We on the Labour benches congratulate you, a Chathaoirligh, without reservation and have every confidence in your ability to fulfil your role with dignity. You and I have shared many a late train from Dublin to Limerick Junction so we know each other well and I have nothing but the highest regard for you. You are aware of the extraordinarily high standards that have been set by your predecessors. As someone who has been a Member of the House for almost as long as you, but not quite, I am well aware of the quality of those who have previously occupied the position of Cathaoirleach. They have done so with considerable dignity and fairness, as you will also. It is in recognition of your long years of service and commitment to the House that your colleagues in Fianna Fáil selected you for the position of Cathaoirleach and the House has concurred with them. On behalf of the Labour Party, I congratulate you.
On behalf of the Progressive Democrats, I join in the heartfelt congratulations to you, a Chathaoirligh. Your election represents a continuity of excellence and I know you will maintain the excellent tradition established by your predecessors. We had come to regard the position of Cathaoirleach as being solely in the purview of those from Westmeath and Roscommon but it has now moved to a different part of the country, which is to be welcomed. This is a great day for you, a Chathaoirligh, your family and your native county. We wish you well and you will have our support in future.
I congratulate you, a Chathaoirligh, as a fellow west Limerick man and I wish you well in your new position. You have been a Member of the House since 1977 and have been involved in politics for over 25 years. Having laboured for so long in the vineyards, today represents the pinnacle of achievement which you deserve and I am pleased for you. This is a special occasion for your wife, Eileen, and your family, who will treasure this moment for a long time. You have worked very hard to achieve this success. I know you worked hard during the election campaign and, on a personal basis, I wish you had not worked so hard. Be that as it may, we have always been good friends and we live close to each other geographically. I join with the other speakers in wishing you success in your new position. I trust this will be a constructive Seanad as well as a lively one.

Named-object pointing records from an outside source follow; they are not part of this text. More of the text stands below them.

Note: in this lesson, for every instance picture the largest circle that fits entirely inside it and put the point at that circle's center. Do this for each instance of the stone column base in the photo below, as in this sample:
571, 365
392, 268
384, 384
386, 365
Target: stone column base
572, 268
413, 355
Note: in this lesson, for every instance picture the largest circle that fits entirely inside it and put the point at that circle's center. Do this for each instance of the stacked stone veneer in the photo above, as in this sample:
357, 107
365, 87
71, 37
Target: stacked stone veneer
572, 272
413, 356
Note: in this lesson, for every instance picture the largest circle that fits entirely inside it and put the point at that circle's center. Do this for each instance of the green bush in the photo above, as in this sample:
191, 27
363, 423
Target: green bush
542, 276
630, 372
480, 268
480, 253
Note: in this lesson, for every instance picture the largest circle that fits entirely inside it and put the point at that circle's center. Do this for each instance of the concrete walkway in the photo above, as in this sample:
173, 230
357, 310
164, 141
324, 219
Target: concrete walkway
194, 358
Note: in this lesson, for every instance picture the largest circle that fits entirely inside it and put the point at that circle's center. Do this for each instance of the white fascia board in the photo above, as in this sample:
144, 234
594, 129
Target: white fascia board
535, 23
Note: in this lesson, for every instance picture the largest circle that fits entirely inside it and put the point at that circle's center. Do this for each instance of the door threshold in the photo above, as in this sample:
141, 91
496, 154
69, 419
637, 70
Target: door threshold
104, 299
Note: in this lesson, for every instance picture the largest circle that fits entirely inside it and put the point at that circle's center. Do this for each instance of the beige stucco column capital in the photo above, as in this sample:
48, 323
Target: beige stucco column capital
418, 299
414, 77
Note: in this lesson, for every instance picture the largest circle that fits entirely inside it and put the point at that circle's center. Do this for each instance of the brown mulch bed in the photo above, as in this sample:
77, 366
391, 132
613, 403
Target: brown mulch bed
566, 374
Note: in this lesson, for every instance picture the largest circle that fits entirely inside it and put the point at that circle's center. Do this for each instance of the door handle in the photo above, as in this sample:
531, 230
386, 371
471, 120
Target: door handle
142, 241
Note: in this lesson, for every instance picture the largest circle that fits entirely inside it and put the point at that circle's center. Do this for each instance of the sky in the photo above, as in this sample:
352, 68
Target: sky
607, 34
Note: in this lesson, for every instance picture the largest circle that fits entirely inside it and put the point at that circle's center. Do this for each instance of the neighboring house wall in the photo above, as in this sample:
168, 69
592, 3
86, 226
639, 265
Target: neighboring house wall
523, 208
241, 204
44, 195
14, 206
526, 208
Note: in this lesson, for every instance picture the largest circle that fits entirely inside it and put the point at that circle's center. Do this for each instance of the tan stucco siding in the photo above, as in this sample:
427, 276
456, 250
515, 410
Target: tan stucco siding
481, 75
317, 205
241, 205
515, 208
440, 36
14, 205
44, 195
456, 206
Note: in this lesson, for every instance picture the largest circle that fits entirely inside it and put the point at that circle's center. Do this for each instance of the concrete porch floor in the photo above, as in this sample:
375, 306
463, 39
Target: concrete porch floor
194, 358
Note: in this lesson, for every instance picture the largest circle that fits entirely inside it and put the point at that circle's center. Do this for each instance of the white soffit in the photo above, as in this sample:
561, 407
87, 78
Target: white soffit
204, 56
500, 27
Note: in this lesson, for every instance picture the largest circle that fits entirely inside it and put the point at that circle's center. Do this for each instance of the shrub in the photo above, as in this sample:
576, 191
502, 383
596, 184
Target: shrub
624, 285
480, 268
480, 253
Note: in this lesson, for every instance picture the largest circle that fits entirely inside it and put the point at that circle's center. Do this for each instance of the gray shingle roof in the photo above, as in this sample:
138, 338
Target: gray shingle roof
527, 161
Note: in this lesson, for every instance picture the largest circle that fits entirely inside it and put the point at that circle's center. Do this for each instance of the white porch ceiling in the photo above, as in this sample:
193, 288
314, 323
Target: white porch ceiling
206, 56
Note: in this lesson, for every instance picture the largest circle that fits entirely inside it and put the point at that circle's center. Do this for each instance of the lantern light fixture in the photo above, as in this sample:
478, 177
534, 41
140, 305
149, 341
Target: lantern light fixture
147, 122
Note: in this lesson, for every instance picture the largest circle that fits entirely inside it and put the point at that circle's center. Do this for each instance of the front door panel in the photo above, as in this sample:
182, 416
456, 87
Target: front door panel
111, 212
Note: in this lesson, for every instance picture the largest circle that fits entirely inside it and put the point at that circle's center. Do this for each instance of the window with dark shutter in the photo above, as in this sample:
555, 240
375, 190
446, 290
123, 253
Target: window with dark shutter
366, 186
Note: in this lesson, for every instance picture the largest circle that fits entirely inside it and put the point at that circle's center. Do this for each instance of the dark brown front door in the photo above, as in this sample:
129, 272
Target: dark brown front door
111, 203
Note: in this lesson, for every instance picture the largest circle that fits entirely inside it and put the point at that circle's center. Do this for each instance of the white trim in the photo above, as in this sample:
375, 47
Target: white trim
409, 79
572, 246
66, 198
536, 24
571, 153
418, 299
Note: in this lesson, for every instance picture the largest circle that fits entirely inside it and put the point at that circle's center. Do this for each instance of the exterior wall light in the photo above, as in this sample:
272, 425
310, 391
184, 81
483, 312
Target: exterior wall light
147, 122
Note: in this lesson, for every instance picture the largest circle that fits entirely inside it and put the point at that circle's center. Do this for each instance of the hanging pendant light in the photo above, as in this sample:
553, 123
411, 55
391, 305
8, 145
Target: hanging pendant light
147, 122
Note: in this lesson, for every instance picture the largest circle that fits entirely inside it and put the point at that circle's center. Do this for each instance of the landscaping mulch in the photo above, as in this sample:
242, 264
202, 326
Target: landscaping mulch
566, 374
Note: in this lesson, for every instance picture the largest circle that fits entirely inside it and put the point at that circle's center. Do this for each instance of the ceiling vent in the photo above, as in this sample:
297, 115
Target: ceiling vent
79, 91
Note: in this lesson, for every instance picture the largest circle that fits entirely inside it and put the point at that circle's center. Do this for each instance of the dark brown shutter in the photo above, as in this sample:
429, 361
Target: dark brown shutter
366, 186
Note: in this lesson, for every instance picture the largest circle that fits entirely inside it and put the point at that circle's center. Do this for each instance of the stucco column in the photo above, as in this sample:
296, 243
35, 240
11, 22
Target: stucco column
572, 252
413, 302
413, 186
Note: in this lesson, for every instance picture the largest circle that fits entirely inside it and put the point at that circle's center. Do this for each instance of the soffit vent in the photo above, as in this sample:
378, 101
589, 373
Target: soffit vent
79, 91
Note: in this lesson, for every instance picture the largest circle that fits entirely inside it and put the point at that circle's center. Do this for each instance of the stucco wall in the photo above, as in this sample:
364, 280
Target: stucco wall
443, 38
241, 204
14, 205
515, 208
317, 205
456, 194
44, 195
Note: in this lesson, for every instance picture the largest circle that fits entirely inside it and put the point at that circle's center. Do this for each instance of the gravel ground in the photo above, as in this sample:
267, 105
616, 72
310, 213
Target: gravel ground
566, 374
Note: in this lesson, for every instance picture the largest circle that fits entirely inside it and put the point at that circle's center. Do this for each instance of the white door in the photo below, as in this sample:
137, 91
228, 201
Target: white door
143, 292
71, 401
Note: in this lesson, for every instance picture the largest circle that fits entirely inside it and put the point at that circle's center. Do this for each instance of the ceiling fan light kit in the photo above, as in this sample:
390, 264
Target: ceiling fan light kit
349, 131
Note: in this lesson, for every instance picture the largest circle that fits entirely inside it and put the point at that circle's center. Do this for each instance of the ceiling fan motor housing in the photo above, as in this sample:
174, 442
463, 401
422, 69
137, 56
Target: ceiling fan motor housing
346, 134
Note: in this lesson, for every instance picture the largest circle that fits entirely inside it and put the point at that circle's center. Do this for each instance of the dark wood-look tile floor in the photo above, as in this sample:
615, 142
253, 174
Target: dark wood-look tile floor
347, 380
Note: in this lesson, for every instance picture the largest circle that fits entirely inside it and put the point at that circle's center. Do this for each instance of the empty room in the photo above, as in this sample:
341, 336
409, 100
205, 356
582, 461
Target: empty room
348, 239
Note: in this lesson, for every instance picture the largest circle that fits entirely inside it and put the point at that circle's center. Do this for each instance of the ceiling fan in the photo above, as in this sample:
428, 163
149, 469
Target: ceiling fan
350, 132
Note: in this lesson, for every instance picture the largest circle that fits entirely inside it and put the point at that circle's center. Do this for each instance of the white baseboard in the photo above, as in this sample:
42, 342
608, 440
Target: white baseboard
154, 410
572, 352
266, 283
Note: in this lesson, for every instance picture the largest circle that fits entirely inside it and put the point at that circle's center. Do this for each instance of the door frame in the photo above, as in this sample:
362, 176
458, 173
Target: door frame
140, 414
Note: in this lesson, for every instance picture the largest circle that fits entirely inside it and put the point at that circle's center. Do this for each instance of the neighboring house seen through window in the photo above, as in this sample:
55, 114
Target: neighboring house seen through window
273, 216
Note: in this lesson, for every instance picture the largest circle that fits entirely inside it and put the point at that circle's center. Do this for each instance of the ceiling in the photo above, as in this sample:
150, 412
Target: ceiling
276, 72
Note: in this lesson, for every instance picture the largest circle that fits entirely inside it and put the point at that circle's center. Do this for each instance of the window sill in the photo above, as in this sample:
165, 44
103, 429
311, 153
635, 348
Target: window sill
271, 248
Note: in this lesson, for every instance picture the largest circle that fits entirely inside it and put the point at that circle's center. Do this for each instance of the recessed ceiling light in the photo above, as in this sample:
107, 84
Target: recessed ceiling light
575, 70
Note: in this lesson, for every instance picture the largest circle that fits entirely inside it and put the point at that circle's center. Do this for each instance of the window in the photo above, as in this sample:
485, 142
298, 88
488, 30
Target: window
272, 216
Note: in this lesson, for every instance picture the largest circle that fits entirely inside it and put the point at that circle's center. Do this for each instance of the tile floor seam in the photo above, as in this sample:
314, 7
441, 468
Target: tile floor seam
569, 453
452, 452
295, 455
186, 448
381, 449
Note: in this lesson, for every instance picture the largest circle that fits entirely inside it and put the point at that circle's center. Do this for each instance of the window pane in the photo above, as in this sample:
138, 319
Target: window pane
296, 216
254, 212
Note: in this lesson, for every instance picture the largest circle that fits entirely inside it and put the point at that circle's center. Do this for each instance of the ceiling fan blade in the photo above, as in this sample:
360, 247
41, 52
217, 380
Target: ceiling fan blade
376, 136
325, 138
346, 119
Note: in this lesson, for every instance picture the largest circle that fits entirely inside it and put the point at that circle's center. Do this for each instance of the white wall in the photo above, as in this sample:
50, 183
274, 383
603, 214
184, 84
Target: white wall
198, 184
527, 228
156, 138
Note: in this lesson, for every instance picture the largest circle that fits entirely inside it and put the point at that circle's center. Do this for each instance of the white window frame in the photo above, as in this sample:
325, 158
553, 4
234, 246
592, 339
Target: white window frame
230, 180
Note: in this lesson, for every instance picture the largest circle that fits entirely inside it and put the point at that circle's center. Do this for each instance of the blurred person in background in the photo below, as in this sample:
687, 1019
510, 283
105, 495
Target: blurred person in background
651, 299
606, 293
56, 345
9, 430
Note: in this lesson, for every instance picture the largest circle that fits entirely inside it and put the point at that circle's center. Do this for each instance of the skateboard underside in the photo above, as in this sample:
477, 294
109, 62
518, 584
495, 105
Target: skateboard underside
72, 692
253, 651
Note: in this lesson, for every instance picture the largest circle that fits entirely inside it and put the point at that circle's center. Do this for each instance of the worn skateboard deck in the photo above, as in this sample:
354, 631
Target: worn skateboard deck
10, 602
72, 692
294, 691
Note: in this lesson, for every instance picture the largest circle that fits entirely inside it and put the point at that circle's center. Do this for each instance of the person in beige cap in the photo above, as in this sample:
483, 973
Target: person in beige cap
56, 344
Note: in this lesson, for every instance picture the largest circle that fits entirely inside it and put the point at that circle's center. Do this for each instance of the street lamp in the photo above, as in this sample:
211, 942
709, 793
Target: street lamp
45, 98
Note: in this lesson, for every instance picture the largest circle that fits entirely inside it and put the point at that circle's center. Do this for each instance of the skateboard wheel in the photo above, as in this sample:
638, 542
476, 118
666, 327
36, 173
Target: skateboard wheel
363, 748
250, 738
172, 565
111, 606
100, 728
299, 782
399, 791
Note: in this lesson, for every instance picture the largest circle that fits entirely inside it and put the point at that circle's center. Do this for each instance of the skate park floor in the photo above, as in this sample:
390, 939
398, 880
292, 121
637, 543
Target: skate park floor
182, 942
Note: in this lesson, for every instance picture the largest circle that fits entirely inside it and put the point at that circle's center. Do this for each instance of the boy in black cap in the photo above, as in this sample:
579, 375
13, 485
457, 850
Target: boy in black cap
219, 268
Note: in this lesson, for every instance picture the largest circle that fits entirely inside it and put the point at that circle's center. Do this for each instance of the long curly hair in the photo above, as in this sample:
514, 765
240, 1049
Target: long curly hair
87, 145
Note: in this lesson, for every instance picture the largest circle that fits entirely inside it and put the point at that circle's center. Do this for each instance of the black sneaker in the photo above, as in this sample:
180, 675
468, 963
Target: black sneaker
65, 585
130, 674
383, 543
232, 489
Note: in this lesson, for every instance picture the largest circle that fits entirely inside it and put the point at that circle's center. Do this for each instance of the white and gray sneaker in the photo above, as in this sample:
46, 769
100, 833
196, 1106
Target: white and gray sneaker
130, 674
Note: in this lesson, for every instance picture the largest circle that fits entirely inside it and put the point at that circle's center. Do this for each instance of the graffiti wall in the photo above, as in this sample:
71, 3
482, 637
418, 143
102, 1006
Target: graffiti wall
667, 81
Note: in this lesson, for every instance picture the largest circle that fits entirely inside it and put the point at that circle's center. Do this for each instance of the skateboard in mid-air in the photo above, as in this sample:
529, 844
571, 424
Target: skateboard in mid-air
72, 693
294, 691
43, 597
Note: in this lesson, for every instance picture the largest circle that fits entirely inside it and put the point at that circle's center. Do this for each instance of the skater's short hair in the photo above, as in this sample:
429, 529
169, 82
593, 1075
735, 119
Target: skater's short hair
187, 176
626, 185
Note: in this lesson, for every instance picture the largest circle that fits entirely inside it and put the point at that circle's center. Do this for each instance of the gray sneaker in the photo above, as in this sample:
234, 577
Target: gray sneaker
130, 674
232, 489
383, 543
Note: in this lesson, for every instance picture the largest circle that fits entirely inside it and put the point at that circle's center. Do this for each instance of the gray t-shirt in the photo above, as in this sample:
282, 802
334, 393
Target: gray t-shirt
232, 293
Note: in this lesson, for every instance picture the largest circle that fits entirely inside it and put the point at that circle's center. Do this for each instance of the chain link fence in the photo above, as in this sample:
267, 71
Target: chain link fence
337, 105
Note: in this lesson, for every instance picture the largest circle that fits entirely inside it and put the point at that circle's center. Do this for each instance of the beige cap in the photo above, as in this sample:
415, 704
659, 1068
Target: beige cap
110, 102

As a fellow west Limerick man and a friend and neighbour of yours, a Chathaoirligh, it is an honour for me to be here on this historic occasion. I congratulate you on your achievement. It is a great honour for you, your wife, Eileen, and your family. We in west Limerick are proud of your record as a public representative over the past 25 years. We thank you sincerely for that representation as well as your involvement in the Gaelic Athletic Association and the farming community. I have no doubt that you will be an excellent Cathaoirleach of Seanad Éireann and I wish you every success over the next five years.